Se obre bajo insuperable coacción ajena. 9. Se obre impulsado por miedo insuperable. 10. Se obre con error invencible de que no concurre en su conducta un hecho constitutivo de la descripción típica o de que concurren los presupuestos objetivos de una causal que excluya la responsabilidad. Si el error fuere vencible la conducta será punible cuando la ley la hubiere previsto como culposa.
Cuando el agente obre en un error sobre los elementos que posibilitarían un tipo penal más benigno, responderá por la realización del supuesto de hecho privilegiado. 11. Se obre con error invencible de la licitud de su conducta. Si el error fuere vencible la pena se rebajará en la mitad. Para estimar cumplida la conciencia de la antijuridicidad basta que la persona haya tenido la oportunidad, en términos razonables, de actualizar el conocimiento de lo injusto de su conducta. 12.
El error invencible sobre una circunstancia que diere lugar a la atenuación de la punibilidad dará lugar a la aplicación de la diminuente.” [41] Folio 15 del cuaderno 2. [42] “Artículo 365. Causales. Además de lo establecido en otras disposiciones, el sindicado tendrá derecho a la libertad provisional garantizada mediante caución prendaria en los siguientes casos: “4.

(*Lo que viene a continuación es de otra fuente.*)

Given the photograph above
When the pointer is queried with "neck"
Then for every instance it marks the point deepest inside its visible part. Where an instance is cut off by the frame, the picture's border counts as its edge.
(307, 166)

Cuando vencido el término de ciento veinte (120) días de privación efectiva de la libertad, no se hubiere calificado el mérito de la instrucción. “Este término se ampliará a ciento ochenta (180) días, cuando sean tres (3) o más los sindicados contra quienes estuviere vigente detención preventiva. Proferida la resolución de acusación, se revocará la libertad provisional, salvo que proceda causal diferente.
“No habrá lugar a libertad provisional, cuando el mérito de la instrucción no se hubiere podido calificar por causas atribuibles al sindicado o a su defensor”. “5. Cuando hayan transcurrido más de seis (6) meses contados a partir de la ejecutoria de la resolución de acusación, sin que se hubiere celebrado la correspondiente audiencia pública salvo que se hubieren decretado pruebas en el exterior o se esté a la espera de su traslado, caso en el cual, el término se entiende ampliado hasta en seis (6) meses.
“No habrá lugar a la libertad provisional cuando la audiencia se hubiere iniciado, y ésta se encuentre suspendida por causa justa o razonable o cuando habiéndose fijado fecha para la celebración de la misma, no se hubiere podido realizar por causa atribuible al sindicado o a su defensor”. [43] “Artículo 15. En los procesos que conocen los jueces penales de circuito especializados, para que proceda la libertad provisional, los términos previstos en los numerales 4 y 5 del artículo 365 de este Código se duplicarán. La inobservancia de los términos establecidos en este artículo se considerará falta gravísima y se sancionará con la destitución del cargo”.